Sigma receptors are orphan receptors. There are two subtypes of sigma receptors, sigma-1 and sigma-2. Although sigma-1 receptors promote cell growth and thus inhibit cell death, activation of sigma-2 receptors triggers cell death. Sigma receptors has high levels in the central nervous system (CNS) and in cancer. They exhibit a high affinity for compounds with psychotropic activity. Sigma receptors have significant potential for the development of antipsychotic drugs. It also has the potential for the treatment of drug addiction and other CNS diseases. In this study, Siramesine is a sigma-2 receptor agonist. Siramesine has a subnanomolar affinity for sigma-2 receptors (Kd=0.12 nM) and exhibits a 140-fold selectivity for sigma-2 receptors over sigma-1 receptors (Kd=17 nM).

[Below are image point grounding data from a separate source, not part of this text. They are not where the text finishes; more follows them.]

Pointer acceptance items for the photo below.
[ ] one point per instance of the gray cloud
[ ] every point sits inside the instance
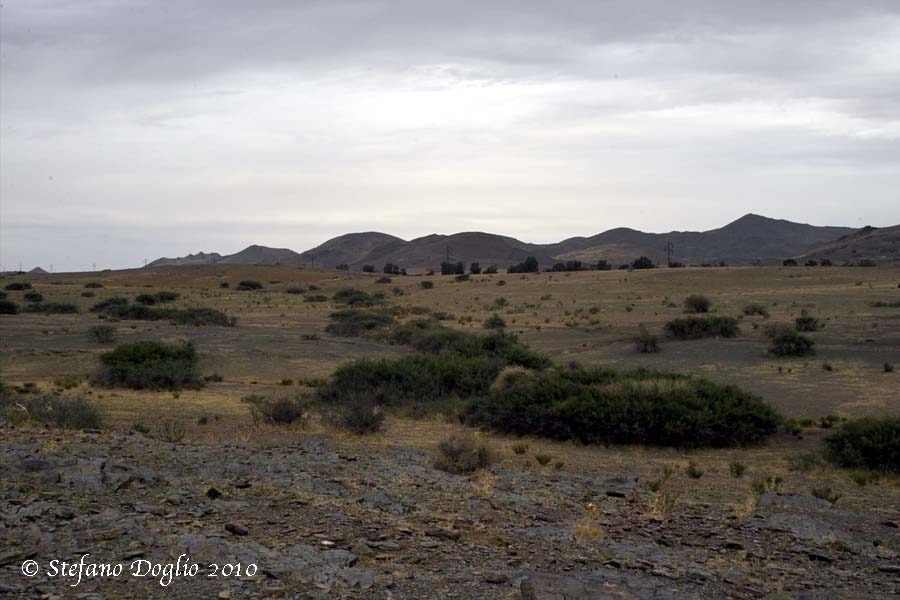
(141, 128)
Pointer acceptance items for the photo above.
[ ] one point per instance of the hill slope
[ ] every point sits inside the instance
(201, 258)
(349, 248)
(263, 255)
(428, 252)
(881, 245)
(750, 239)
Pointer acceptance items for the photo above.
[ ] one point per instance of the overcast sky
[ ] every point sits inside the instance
(136, 129)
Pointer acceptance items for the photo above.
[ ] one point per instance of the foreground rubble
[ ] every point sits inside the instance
(322, 520)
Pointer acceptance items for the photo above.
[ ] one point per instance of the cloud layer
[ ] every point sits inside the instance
(132, 129)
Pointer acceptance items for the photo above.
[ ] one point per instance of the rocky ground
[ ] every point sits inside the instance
(322, 519)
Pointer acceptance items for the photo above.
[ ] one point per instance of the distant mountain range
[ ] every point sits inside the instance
(881, 245)
(752, 239)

Siramesine is a potent inducer of cell death. In HaCaT cells, cell death is accompanied by caspase activation, rapid loss of mitochondrial membrane potential (MMP), cytochrome c release, cardiolipin peroxidation and typical apoptotic morphology. However, in U-87MG cells most apoptotic hallmarks are not notable, although MMP is rapidly lost. Furthermore, Siramesine induces rapid cell death at concentrations above 20 μM, which was accompanied by the loss of mitochondria integrity and caspase activation and reactive oxygen species (ROS) generation. It also induces lysosomal leakage and cathepsin-dependent death of cancer cells in vitro and displays potent anti-cancer activity in vivo. Siramesine rapidly induces the loss of MMP and ROS generation. It also induces major ultrastructural changes in cells. In addition, Siramesine prevents autophagosome fusion with lysosomes.
In summary, Siramesine induces cell death at low micromolar concentrations in a number of cell lines of different origin. The mitochondria, and not lysosomes, are critical organelles for the induction of cell death.